Kering moves to reduce reliance on Gucci
Kering is preparing for a major reset as new chief executive Luca de Meo signals the end of the group’s heavy reliance on Gucci, according to reporting by the Financial Times. The luxury conglomerate has begun an 18-month restructuring programme under a broader recovery plan, “ReconKering”, aimed at resizing operations and returning all houses to growth within three years.
The shift follows a challenging period for the group, with like-for-like sales down 12 percent to 11 billion euros in the first nine months of 2025. Despite a modest lift in Kering’s share price since de Meo’s appointment, the CEO has warned staff that profitability has been squeezed by rising costs and slowing revenues.
Gucci remains central to the turnaround but no longer the sole engine.
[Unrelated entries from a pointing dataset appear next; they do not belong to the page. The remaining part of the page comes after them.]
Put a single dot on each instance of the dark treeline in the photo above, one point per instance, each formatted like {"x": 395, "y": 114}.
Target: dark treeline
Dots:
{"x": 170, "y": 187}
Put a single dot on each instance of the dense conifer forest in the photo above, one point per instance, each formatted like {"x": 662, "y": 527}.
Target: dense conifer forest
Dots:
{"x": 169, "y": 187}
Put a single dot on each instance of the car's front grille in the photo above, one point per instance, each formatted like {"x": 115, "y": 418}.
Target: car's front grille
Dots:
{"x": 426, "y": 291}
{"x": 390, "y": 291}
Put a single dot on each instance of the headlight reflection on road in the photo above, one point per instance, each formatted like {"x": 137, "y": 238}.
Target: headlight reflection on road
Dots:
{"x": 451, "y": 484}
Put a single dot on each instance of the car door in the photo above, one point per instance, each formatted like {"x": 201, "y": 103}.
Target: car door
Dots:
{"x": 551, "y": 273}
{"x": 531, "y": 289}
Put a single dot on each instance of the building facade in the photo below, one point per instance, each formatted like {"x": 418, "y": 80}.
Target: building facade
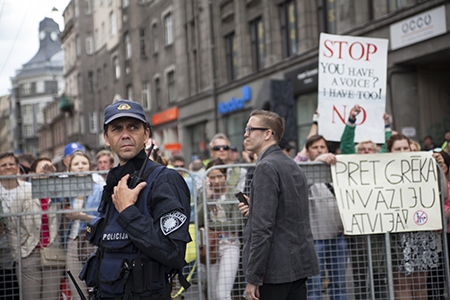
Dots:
{"x": 35, "y": 85}
{"x": 199, "y": 67}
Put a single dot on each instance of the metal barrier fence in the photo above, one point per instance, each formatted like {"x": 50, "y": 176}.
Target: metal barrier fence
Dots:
{"x": 352, "y": 267}
{"x": 358, "y": 267}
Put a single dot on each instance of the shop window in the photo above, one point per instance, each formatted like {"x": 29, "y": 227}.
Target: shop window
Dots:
{"x": 257, "y": 43}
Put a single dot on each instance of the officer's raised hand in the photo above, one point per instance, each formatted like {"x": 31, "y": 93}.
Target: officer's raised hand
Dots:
{"x": 124, "y": 196}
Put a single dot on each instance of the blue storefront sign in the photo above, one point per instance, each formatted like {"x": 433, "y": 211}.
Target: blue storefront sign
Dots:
{"x": 235, "y": 103}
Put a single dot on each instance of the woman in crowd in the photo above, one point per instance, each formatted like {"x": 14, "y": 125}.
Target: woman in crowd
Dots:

The brand still delivers around half of group revenue, yet faces creative churn and weaker demand in China. De Meo is pushing for broader momentum across Saint Laurent, Bottega Veneta and Balenciaga, while loss-making Alexander McQueen is expected to face some of the earliest restructuring measures.
Strategic reviews with Bain and BCG are underway across all maisons, the FT said. Early actions include debt reduction, tighter cost controls and a closer look at pricing, product mix and marketing spend. Kering’s retail footprint is also set for rationalisation, with underperforming stores earmarked for closure and leases up for renegotiation, while selective wholesale expansion remains on the table.
The internal reset will form the basis of a new strategic plan scheduled for release in spring 2026.